I nod. At least now I know why he never lets anyone in, why he couldn’t let me in. He’s been hurt by someone he loved, at the time when it could make the most impression, and now he’ll never expose himself to that kind of pain again.

I’ll never hurt him, but what does it matter? He doesn’t trust anyone enough to let them in, not even me.

“David,” I get up and go around my desk to where he’s standing. “I’d like to show you something.”

He looks wary. “What is it?”

“You’ll have to come with me.” I tell him with a gentle smile. He waits while I interrupt the tournament going on in the back office to tell Jan and Larry that I have to step out for a while. They wave me off, more concerned about finishing their game than about me.

“About this morning…” David starts again, his voice strangely hesitant. I look at his face, confused by the uncertain expression I find there. What is he going to say?

“Wait.” I tell him, leading him outside. “You can tell me later.”

Surprisingly, he obeys, and follows me down the street to the museum, as he holds one of the swing doors open for me to step inside, there’s a quizzical look on his face, but he doesn’t ask any questions.

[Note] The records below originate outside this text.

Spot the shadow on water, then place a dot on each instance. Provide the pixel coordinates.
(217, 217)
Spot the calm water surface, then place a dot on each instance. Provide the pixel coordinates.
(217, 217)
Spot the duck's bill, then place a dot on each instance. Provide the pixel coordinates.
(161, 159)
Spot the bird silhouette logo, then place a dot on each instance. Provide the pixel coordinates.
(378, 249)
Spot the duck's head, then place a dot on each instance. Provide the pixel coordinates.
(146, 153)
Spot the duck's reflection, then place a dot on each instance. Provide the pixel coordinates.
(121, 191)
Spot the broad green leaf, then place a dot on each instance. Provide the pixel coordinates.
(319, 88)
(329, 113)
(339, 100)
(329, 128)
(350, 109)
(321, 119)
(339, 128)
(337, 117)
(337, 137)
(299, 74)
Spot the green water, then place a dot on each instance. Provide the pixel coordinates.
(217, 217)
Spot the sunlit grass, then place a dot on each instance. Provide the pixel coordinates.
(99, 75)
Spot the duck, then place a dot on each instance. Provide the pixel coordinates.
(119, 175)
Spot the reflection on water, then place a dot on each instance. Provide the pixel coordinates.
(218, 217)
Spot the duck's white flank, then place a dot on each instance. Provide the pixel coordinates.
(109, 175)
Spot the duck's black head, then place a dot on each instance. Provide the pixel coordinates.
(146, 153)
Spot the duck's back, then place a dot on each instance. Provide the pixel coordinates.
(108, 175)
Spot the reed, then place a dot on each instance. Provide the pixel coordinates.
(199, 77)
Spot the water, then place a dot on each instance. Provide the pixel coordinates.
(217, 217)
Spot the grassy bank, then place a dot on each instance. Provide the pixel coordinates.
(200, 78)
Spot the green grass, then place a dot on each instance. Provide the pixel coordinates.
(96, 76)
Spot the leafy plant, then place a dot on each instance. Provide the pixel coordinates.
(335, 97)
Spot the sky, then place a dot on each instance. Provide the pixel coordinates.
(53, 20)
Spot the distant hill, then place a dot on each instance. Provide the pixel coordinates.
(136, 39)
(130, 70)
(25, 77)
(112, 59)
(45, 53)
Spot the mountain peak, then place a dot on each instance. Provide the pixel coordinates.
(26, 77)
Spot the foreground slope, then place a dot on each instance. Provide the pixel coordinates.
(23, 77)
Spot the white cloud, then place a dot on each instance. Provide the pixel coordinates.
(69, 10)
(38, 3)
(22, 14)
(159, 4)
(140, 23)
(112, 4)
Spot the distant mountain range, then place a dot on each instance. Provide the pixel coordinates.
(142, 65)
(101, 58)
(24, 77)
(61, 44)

Trey smiles and waves at me, but when he sees David, he doesn’t come over to talk.

I lead David to the painting, faltering as we approach it. I’ve been so certain about it for so long, but now I wonder if maybe I’m wrong. What if David doesn’t believe me? What if he can’t see what I see when I look at it.

It’s hanging in its usual place, everything about it the same as when I first saw it.

David stares at the painting for a while, and then reads the name at the bottom. “Jonathan Cutler,” he says at last. “I’ve never heard of him.” He looks at me, his eyes searching. “Does it mean something to you?”

“Yes.” I sigh, “When I first started working at the store I used to come here just to look at this.” I pause. “It just drew me, somehow.”

David nods, his eyes encouraging me to continue.

“Then I learned that the painter was a professor at one of the local colleges, and that he had an affair with one of his students. When his wife found out, she drove her car over a bridge with him in it.”

David gives the painting another searching look. “And this was the student?”

I nod. “He loved her.” I say. “That’s what I see when I look at this painting. That even though it was wrong, and even tough ultimately, it destroyed all their lives, he loved her.”